New Trier 203, Wilmette D39, Avoca D37 and the Chicago archdiocese said in their statements that the state’s appeal influenced their decisions to stand pat with their current masking policies.
“We need stability in our COVID mitigation efforts since the state has already moved for a stay of the Judge’s order — a move that if granted could mean the governor’s school mask order would remain in effect in all schools,” Sally wrote in his email. “This action could occur within a matter of days. We also understand that an expedited appeal will be filed on Monday and ruled upon by the appellate court in the next two weeks.”
Spearheaded by variants (Delta and Omicron) of the virus, COVID-19 transmission again spiked over the past two months. The winter surge culminated with local positivity rates eclipsing 16 percent and pandemic-high case counts of hundreds a day in early January.
The surge has slowed, however, and New Trier Township communities (Wilmette, Winnetka, Glencoe, Kenilworth and Northfield) are seeing far fewer COVID cases per day (32.4 as of Feb. 2) than were recorded four weeks ago (150 on Jan. 12), and the average positivity rate has fallen to 4.62 percent on Feb. 2.
The surge’s disruption in the classroom has also waned. Many districts, including New Trier 203, tested students and staff post-winter break and recorded significant rises in COVID cases. New Trier, for instance, reached 371 reported cases among students and staff on Jan. 7. That number was down to 13 on Wednesday, Feb. 3.

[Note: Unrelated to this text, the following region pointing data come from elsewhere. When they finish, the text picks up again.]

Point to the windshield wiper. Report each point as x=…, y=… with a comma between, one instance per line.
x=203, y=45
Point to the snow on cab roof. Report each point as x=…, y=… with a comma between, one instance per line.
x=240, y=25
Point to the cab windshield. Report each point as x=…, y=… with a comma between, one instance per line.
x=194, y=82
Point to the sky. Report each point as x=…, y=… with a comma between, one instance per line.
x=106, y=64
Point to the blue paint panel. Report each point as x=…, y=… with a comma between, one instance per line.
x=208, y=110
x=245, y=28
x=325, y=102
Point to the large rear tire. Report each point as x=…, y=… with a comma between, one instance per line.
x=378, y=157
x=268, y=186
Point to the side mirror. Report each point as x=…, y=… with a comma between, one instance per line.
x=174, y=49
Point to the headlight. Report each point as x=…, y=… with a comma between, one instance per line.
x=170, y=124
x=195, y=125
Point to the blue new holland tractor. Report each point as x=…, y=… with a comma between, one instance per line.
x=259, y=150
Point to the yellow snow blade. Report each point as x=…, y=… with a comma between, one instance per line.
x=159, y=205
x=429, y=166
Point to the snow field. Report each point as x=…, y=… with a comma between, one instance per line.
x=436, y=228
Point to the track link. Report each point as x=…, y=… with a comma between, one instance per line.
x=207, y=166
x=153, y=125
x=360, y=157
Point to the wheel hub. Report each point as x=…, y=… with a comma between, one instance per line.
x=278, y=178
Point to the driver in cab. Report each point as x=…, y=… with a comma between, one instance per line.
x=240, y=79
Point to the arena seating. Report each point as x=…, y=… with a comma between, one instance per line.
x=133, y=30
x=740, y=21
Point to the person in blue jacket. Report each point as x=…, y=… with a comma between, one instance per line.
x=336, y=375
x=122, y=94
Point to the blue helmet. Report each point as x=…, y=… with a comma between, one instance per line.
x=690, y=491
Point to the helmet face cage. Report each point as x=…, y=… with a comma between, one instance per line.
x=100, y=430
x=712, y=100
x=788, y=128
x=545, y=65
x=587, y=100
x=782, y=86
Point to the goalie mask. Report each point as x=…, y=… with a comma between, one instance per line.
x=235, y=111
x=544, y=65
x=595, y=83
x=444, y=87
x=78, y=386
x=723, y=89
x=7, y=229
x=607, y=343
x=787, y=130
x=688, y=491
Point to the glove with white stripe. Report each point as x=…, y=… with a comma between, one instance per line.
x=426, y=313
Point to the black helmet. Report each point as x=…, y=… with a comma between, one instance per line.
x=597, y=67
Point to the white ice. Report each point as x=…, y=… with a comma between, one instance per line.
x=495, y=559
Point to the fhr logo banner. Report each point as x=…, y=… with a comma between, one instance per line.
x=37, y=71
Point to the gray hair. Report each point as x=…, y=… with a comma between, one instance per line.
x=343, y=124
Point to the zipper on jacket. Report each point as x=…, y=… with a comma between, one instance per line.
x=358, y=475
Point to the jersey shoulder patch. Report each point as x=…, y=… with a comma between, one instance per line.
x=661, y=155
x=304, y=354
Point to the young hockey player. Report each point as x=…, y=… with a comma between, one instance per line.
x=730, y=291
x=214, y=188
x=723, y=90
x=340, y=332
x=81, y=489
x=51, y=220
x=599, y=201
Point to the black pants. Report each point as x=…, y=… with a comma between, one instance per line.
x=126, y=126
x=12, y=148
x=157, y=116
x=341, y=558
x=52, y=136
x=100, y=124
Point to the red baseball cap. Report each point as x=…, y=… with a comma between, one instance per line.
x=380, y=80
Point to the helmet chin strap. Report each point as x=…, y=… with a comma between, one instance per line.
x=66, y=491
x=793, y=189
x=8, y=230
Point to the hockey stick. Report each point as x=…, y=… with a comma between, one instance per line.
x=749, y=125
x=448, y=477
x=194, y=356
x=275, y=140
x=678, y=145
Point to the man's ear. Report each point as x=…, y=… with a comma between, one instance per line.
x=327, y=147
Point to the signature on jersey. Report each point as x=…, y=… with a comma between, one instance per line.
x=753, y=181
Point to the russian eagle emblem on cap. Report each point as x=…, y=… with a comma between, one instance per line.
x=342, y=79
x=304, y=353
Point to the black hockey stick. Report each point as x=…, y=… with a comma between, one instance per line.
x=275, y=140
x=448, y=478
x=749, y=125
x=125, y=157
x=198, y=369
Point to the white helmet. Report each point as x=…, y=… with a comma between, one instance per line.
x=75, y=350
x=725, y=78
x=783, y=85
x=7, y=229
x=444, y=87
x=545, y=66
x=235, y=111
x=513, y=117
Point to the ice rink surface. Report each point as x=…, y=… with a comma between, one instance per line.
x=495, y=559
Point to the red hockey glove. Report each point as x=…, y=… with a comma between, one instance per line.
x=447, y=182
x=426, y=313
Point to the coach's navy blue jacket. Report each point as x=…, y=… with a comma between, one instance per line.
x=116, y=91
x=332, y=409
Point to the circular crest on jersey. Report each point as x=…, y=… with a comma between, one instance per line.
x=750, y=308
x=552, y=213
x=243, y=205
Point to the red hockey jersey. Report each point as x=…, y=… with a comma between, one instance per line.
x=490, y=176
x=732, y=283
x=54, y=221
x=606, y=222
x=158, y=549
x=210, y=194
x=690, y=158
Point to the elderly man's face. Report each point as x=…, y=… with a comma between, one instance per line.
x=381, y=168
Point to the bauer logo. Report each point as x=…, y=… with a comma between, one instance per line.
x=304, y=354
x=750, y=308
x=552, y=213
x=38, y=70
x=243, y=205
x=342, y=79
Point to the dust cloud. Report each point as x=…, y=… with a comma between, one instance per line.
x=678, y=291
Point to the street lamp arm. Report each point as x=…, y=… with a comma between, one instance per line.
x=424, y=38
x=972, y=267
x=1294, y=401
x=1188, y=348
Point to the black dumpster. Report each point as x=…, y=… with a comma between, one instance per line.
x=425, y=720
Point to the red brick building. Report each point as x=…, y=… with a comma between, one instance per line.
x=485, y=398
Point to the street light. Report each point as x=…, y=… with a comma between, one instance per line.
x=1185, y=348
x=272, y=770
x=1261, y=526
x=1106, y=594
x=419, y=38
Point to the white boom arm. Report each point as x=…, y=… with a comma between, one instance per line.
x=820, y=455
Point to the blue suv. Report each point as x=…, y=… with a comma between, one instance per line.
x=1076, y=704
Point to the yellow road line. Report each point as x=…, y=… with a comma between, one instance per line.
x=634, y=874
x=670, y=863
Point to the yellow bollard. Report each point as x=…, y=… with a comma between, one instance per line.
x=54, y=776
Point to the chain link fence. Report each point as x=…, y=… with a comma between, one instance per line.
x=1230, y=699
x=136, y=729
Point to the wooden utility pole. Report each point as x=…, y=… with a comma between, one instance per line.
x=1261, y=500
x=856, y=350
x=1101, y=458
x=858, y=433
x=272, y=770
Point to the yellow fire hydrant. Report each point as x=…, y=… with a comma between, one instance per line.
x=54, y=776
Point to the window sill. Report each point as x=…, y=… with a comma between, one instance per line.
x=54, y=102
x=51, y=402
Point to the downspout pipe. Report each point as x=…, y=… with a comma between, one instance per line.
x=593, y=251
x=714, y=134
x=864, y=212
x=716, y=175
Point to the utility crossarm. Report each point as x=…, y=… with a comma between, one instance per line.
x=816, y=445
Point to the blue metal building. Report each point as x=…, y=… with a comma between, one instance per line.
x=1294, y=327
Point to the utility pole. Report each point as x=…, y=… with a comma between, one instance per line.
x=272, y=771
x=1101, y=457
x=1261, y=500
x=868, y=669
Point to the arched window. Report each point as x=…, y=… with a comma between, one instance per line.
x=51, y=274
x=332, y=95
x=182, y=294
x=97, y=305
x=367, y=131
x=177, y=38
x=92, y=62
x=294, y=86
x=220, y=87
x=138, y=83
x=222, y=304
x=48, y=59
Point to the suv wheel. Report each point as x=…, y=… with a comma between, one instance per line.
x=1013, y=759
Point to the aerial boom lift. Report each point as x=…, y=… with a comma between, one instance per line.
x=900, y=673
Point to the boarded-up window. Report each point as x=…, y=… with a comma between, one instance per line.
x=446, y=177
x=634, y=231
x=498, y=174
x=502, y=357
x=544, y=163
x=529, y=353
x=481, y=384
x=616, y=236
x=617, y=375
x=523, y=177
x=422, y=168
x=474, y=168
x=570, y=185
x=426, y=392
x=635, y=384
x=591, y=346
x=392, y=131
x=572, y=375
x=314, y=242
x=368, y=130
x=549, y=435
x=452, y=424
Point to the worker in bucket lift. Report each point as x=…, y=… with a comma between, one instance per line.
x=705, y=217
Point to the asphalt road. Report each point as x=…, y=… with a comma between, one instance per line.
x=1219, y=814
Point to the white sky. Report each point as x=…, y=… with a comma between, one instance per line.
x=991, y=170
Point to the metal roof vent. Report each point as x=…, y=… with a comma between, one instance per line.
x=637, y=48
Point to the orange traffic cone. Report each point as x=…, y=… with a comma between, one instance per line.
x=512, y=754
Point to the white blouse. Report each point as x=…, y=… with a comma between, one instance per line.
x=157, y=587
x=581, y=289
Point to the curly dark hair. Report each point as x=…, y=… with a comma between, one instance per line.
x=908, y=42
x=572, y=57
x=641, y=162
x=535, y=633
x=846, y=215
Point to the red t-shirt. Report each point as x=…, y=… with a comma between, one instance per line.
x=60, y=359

According to New Trier’s COVID dashboard, 93 percent of New Trier staff members and 92 percent of students are fully vaccinated.
Like with many districts, New Trier officials have regularly heard from parents criticizing universal masking with a push to make masking optional. At times, those interactions have become confrontational. Sally requested support from district families in his message to parents on Sunday.
“I am asking for your support, patience, and cooperation while we seek stability for our students and continue our work on this comprehensive plan,” he said. “We have been in a pandemic that has required our collective action to keep our school and community safe.
“Our plan moving forward must ensure our most vulnerable students, staff, and family members can be protected, while understanding that COVID numbers are improving and COVID variants will likely be with us for many years.”